跳转至

Evaluate a model in code(在代码中评估模型)

:::callout{theme="warning"} Metric sets were built for dataset-backed models using foundry_ml, a library which has been formally deprecated since October 31, 2025. For new implementations, we recommend using experiments instead. Metric sets will not appear on the model page for a model built with palantir_models, although they can be shown in a modeling objective. :::

In Foundry, the performance of an individual model can be evaluated in code by creating one or more metric sets for that model. This page assumes knowledge of the MetricSet class.

The metrics produced by a metric set are associated with a specific transaction of the evaluation dataset and are available for review in the Modeling Objectives application. Note that you'll need to enable these metrics by toggling Only show metrics produced by evaluation configuration in the Modeling Objectives settings page.

:::callout{theme="neutral"} Metrics are associated with a specific transaction of an input dataset; you may need to rerun the code that produces a metric set each time you update the model or input dataset. :::

Metrics in Model Preview Application

Evaluate a model in Code Workbook

To evaluate a model in the Code Workbook application:

  1. Create a code workbook or open an existing workbook.
  2. Import the foundry_ml package into the environment for your code workbook. The foundry_ml_metrics package will be available as part of foundry_ml.
  3. Import the model and evaluation dataset into the code workbook.
  4. Create a transform that produces a MetricSet object in Python and associate your model and evaluation dataset as inputs of that MetricSet.
  5. Be sure to save the results as a dataset.
  6. The input types of the model will need to be an Object and the evaluation dataset a TransformsInput.
  7. Add the metrics to the MetricSet in your transform.
  8. Return the MetricSet as the result of the transform.

An example for a regression model named lr_model and testing dataset named testing_data is below.
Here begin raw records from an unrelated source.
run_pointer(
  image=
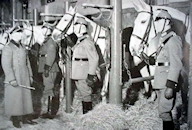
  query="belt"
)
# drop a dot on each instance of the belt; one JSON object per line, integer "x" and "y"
{"x": 43, "y": 55}
{"x": 82, "y": 59}
{"x": 162, "y": 63}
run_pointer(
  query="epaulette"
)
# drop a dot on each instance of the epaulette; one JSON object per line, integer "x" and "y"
{"x": 167, "y": 37}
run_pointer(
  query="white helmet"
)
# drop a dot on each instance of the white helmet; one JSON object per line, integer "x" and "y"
{"x": 163, "y": 15}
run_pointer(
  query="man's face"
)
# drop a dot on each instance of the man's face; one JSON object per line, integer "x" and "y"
{"x": 159, "y": 24}
{"x": 46, "y": 31}
{"x": 79, "y": 29}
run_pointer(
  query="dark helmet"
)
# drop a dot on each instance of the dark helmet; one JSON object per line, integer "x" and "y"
{"x": 163, "y": 15}
{"x": 81, "y": 20}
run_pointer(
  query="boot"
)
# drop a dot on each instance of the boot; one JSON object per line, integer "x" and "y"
{"x": 15, "y": 121}
{"x": 48, "y": 113}
{"x": 168, "y": 125}
{"x": 87, "y": 106}
{"x": 54, "y": 105}
{"x": 27, "y": 120}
Note that this code snippet uses a model and testing dataset based on the housing dataset featured in the Getting Started tutorial.

def lr_evaluation_testing(lr_model, testing_data_input):
    from foundry_ml_metrics import MetricSet  # Make sure foundry_ml has been added to your environment

    model = lr_model  # Rename model
    metric_set = MetricSet(  # Create a MetricSet to add individual metrics to
        model = lr_model,  # The Foundry ML Model you are evaluating
        input_data=testing_data_input  # The TransformInput of the dataset you are evaluating performance against
    )

    testing_data_df = testing_data_input.dataframe().toPandas()  # Get a pandas dataframe from the TransformInput

    y_true_column = 'median_house_value'  # This is the column in the evaluation dataset the model is predicting
    y_prediction_column = 'prediction'  # This is the column the model produces when it transforms a dataset

    scored_df = get_model_scores(model, testing_data_df)
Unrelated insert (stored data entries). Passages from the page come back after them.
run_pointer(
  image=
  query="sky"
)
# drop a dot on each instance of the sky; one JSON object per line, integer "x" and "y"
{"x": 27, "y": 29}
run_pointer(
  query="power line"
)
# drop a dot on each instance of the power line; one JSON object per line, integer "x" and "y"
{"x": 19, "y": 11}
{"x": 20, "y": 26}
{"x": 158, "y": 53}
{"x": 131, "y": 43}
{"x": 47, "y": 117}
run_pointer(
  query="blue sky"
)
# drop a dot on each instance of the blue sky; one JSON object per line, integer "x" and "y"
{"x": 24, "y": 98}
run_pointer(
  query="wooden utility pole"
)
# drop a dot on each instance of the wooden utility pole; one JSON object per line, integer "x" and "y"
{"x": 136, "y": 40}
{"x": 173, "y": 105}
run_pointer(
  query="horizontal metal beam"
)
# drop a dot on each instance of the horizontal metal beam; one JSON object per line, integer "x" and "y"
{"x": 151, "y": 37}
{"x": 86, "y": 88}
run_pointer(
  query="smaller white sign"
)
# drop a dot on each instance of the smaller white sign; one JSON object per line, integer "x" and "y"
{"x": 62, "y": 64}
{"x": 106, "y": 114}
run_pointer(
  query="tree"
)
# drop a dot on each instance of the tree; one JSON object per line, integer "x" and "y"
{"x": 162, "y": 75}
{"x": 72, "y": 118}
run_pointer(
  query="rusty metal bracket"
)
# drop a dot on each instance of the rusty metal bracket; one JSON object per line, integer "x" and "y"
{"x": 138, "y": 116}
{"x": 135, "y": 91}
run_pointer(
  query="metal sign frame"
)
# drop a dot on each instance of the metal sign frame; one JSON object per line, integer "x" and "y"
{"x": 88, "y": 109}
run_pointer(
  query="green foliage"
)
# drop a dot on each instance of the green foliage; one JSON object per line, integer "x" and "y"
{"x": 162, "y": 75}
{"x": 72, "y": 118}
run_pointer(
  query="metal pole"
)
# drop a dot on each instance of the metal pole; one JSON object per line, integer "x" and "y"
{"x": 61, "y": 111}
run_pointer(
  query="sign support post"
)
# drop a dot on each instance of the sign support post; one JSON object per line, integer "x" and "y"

    # Add metrics on the entire input dataset
    add_numeric_metrics_to_metric_set(metric_set, scored_df, y_true_column, y_prediction_column)
    add_residuals_scatter_plot_to_metric_set(metric_set, scored_df, y_true_column, y_prediction_column)

    # Add metrics where the housing_median_age column is greater than 30
    old_homes_subset = {'median_house_value': 'Old (>30)'}
    old_houses_scored_df = scored_df[scored_df['housing_median_age'] > 30]
    add_numeric_metrics_to_metric_set(metric_set, old_houses_scored_df, y_true_column, y_prediction_column, old_homes_subset)
    add_residuals_scatter_plot_to_metric_set(metric_set, old_houses_scored_df, y_true_column, y_prediction_column, old_homes_subset)
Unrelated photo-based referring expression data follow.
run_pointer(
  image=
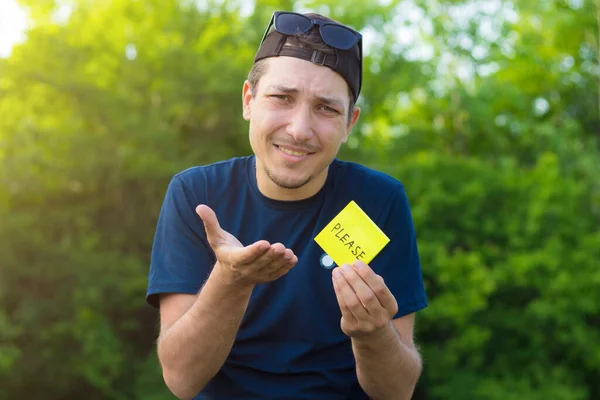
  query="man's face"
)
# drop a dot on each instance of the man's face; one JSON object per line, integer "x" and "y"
{"x": 298, "y": 121}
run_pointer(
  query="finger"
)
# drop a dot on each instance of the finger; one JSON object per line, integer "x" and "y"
{"x": 346, "y": 313}
{"x": 364, "y": 293}
{"x": 349, "y": 296}
{"x": 283, "y": 269}
{"x": 272, "y": 258}
{"x": 279, "y": 260}
{"x": 377, "y": 285}
{"x": 251, "y": 253}
{"x": 211, "y": 223}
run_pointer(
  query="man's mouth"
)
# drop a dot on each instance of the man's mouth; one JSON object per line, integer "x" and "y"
{"x": 291, "y": 152}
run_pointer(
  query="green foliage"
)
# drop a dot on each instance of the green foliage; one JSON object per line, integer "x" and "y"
{"x": 487, "y": 113}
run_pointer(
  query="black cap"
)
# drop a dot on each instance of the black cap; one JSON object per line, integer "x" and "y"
{"x": 347, "y": 63}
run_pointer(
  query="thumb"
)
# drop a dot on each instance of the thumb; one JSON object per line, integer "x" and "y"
{"x": 211, "y": 223}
    # Add metrics where the housing_median_age column is less than or equal to 5
    new_homes_subset = {'median_house_value': 'New (<=5)'}
    new_houses_scored_df = scored_df[scored_df['housing_median_age'] <= 5]
    add_numeric_metrics_to_metric_set(metric_set, new_houses_scored_df, y_true_column, y_prediction_column, new_homes_subset)
    add_residuals_scatter_plot_to_metric_set(metric_set, new_houses_scored_df, y_true_column, y_prediction_column, new_homes_subset)

    return metric_set  # Code Workbooks will save this as a MetricSet in Foundry


def get_model_scores(model, df):
    return model.transform(df)  # Create predictions based on the model


def add_numeric_metrics_to_metric_set(
            metric_set,
            scored_df,
            y_true_column,
            y_prediction_column,
            subset=None
        ):
    import numpy as np
    from sklearn.metrics import mean_squared_error, r2_score

    y_true = scored_df[y_true_column]
    y_pred = scored_df[y_prediction_column]

    # Compute metrics
    mse = mean_squared_error(y_true, y_pred)
    rmse = np.sqrt(mse)
    r2 = r2_score(y_true, y_pred)

    metric_set.add(name='rmse', value=rmse, subset=subset)  # rmse is a float
    metric_set.add(name='r2', value=r2, subset=subset)  # r2 is a float


def add_residuals_scatter_plot_to_metric_set(
            metric_set,
            scored_df,
            y_true_column,
            y_prediction_column,
            subset=None
        ):
    import matplotlib.pyplot as plt

    y_true = scored_df[y_true_column]
    y_pred = scored_df[y_prediction_column]

    scatter_plot = plt.scatter((y_true - y_pred), y_pred)  # Create a scatter plot
    figure = plt.gcf()  # Gets the current pyplot figure
    metric_set.add(name='scatter_plot', value=figure, subset=subset)  # figure is a pyplot image
    plt.close()  # Close the pyplot figure

Evaluate a model in Code Repositories

To evaluate a model in the Code Repositories application:

  1. Create a code repository or open an existing repository.
  2. Import foundry_ml package into the environment for your code repository. The foundry_ml_metrics package will be available as part of foundry_ml.
  3. Create a transform that produces a MetricSet object in Python and associate your model and evaluation dataset as inputs of that MetricSet.
  4. Rather than return your MetricSet, save the metric_set with metric_set.save(metrics_output).
  5. The transform input types of both your model and evaluation dataset will be TransformInput.
  6. Add the metrics to the MetricSet in your transform.
  7. Return the MetricSet as the result of the transform.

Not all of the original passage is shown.